Nice idea. Completely broken, as mentioned above.

> These elements are all exposed by ALSA, so any ALSA mixer - including
> the old gnome-volume-control - can enable this functionality. Yes, it's
> a crappy interface, but the function is available, and many people
> at

No. It's not available. The ALSA mixer is completely broken for
surround sound. 

> Digital output: there are two main ways of implementing this.
> 
> Method 1: there is a switch-type ALSA mixer element which enables or
> disables digital output (usually labelled IEC958 Output or something
> similar). Hence any ALSA mixer allows you to enable or disable digital
> output. As discussed above, this would therefore be available in F10,
> not in F11: hence, regression.

Nah. using this is a misuse. You always should access SPDIF via the
'iec985' device, which is what PA does. It will switch the appropriate
controls automatically and lock them and switch them back after use.

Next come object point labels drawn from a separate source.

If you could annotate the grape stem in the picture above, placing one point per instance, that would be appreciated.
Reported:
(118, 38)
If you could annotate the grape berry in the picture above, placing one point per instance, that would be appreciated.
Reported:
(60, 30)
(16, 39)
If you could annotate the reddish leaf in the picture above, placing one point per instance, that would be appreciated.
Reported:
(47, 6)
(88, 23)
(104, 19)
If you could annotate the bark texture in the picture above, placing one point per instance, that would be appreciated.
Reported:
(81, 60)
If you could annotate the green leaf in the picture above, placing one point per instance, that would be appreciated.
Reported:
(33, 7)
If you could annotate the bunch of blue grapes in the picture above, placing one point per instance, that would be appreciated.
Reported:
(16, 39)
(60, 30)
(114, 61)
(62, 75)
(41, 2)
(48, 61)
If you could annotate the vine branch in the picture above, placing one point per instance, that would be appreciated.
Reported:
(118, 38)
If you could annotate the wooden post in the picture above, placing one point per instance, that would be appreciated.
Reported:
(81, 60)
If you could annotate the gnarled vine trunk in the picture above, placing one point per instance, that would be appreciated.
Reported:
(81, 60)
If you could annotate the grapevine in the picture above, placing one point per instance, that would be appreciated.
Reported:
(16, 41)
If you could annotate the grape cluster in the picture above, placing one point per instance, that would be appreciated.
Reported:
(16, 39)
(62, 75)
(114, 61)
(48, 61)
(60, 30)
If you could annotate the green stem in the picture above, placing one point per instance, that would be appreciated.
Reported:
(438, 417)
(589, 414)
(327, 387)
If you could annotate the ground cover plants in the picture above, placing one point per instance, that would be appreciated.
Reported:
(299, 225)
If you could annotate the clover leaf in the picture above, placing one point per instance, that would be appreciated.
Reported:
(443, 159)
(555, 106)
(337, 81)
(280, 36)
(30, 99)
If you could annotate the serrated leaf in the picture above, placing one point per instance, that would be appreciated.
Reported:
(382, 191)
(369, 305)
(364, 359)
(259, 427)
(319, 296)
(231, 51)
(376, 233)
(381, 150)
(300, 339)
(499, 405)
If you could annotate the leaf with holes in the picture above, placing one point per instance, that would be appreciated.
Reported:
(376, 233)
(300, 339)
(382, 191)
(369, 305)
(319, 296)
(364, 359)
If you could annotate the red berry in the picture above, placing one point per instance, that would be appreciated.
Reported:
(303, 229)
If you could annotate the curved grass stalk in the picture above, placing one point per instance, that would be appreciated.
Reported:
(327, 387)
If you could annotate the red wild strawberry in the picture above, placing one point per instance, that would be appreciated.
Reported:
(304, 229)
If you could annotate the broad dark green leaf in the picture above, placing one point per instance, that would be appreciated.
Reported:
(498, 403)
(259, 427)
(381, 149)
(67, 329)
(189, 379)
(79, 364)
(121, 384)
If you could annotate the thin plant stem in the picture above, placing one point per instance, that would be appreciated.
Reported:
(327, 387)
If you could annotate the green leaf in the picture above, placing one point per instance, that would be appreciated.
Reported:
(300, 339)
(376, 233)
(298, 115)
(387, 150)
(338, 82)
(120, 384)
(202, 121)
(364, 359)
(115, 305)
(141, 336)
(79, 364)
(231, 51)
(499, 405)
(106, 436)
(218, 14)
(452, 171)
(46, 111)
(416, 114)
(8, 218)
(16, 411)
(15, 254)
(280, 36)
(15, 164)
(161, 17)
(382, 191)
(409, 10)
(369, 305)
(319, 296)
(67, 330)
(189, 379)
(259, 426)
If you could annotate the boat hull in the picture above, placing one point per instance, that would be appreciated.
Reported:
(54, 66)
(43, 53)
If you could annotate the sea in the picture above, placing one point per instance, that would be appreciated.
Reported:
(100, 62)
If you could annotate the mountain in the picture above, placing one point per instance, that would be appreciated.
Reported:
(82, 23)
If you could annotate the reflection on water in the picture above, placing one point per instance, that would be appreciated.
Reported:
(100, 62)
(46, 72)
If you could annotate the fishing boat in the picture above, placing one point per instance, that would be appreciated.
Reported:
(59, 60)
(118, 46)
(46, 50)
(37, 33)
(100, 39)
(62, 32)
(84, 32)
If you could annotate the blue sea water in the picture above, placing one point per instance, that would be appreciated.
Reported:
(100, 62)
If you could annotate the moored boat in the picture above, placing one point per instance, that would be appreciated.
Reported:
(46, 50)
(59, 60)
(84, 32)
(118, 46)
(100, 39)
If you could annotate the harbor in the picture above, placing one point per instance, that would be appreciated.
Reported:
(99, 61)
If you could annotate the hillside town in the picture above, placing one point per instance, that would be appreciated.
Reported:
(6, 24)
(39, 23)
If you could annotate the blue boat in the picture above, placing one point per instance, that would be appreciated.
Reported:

The fact that these controls are available is an implementation detail
which should be and is hidden by PA.

> aethod 2: the digital output is implemented as a separate playback
> 'interface' (sorry, I don't know the correct technical term for it) by
> ALSA, so to output to it, you have to do something like 'mplayer -ao
> alsa:device=spdif', or create a little ~/.asoundrc file that sets up
> this routing by default. Indeed there was no GUI way to do this in F10,
> so the implementation of support for it via PA's profile system is an
> improvement, and a really nice one (that I personally benefit from). So
> there is no regression in this case.

This distinction is nonsense.

It's the same as method 1. All sound cards have controls to configure
a few spdif settings and as long as you access the device via
"iec985:" alsa should configure everything as necessary.

> So, summary: in two out of three of the cases for analog surround output
> and digital output, the anti-FESco-compromise position results in a
> regression from functionality exposed via a GUI tool installed by
> default in F10. In one case, it results in no benefit, because g-v-c
> doesn't support profiles yet and they apparently don't want to ship
> pavucontrol any more.

This is wrong. PA handles spdif correctly. There is not
regression. And PA handles the surround mixer situation better than
the raw ALSA mixer. There is no regression. 

Lennart

-- 
Lennart Poettering                        Red Hat, Inc.